E o Espírito sempre está ali silenciosamente presente, como Aquele que vincula e une, como tecedora constante de redes que fazem crescer, como reparadora de todos os tecidos que um dia se rasgaram e se separaram do pano único de onde confluem todos os fios da vida.

Hildegar von Bingen dizia que o Espírito é “vida da vida de toda criatura”.

Cada dia é o primeiro dia da Criação; cada instante é o princípio. A Criação está acontecendo e renovando-se a cada instante e uma energia profunda e criativa nos acompanha, nos anima e nos move. Estamos sendo criados; não estamos prontos e abandonados, não estamos condenados a um plano predeterminado e frio. Em tempos de Pentecostes é bom recordar e dizer a nós mesmos “somos criaturas, estamos sendo amorosamente criadas/os e impulsionadas/os a criar. Há esperança”.

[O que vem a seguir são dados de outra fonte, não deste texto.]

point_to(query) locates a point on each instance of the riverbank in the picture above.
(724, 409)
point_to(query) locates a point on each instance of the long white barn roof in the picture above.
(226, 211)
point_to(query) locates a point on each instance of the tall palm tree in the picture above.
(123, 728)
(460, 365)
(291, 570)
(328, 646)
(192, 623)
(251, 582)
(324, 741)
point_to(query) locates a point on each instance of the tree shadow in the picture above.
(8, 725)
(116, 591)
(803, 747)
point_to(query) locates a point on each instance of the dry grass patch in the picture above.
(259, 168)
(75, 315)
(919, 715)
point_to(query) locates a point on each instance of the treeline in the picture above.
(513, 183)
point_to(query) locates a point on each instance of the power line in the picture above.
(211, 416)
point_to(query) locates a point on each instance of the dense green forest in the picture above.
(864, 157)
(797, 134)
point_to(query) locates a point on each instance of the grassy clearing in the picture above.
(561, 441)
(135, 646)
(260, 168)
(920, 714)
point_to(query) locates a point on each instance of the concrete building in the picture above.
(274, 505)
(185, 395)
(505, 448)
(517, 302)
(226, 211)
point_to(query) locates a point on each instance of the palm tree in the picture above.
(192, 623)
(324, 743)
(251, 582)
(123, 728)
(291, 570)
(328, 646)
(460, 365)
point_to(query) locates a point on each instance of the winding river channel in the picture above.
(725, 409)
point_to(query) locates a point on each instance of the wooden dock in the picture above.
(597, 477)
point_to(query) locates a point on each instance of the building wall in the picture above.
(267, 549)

Contemplar deste modo a realidade, move-nos a confiar, esperar, respirar. Contemplemo-la assim: a realidade inteira alentada e fecundada sem cessar pelo Espírito materno; a realidade inteira carregada de infinitas e novas possibilidades, carregada de infinito. Podemos esperar.

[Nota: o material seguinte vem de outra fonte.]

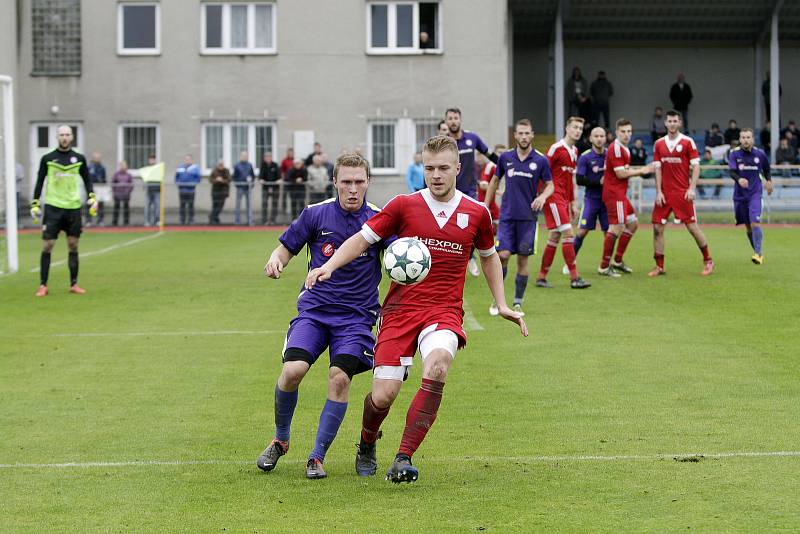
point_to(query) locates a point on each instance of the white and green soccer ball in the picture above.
(407, 261)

Hoje, somos conscientes e podemos agradecer essa presença do Espírito nos perfumes que a humanidade exala: no seu empenho pela paz e pela justiça, na contribuição à integridade da criação, na sua cumplicidade com os ciclos que favorecem a vida, no potencial de ternura, de cuidado e de resistência frente a todas aquelas situações e forças que desintegram a vida, na ação colaborativa, na interdependência, no diálogo e na abertura às diferentes culturas e às diversas tradições espirituais, maneiras novas e necessárias de situar-nos no mundo. Tudo isso é sinal do movimento do Espírito.

No momento em que entramos no mundo, nascemos formando parte de uma rede de relações. Este tecido relacional vai nos expandindo ao longo do crescimento. “Ao final de minha, vida abrirei meu coração cheio de nomes” (Pedro Casaldáliga). O Espírito é o que escreve os nomes que vão conformando nossa vida, nos quais fizemos experiência do que significa isso que chamamos amor e que está gravado em nossa origem e em nosso destino, como nossa fome maior e como nosso dom mais apreciado.

A imagem do “soprar sobre eles” (João 20,22; cf. Gênesis 2,7), no evangelho de hoje, contém uma riqueza elegante: significa compartilhar o que é mais “vital” de uma pessoa, sua própria respiração, seu mesmo espírito, todo seu dinamismo.

É uma imagem que nos faz reconhecer o Espírito como o alento último, o dinamismo vital que pulsa em todas as formas de vida que podemos ver e que nelas se manifesta. Não há nada onde não possamos percebê-lo, nada que não nos fale dele.

Por isso, a comunidade dos seguidores de Jesus, ao compartilhar com ele o mesmo sopro, torna-se uma “comunidade conspiratória”, ou seja, “conspirar”, “com-inspirar”, “respirar juntos”; ao soprar o Espírito, Jesus e os discípulos respiram o mesmo ar, o mesmo sonho, a mesma utopia do Reino…

Não é estranho que, com o Espírito, Jesus se refira à missão: é o mesmo Espírito – seu sopro – aquele que o conduziu e quer conduzir a nós também.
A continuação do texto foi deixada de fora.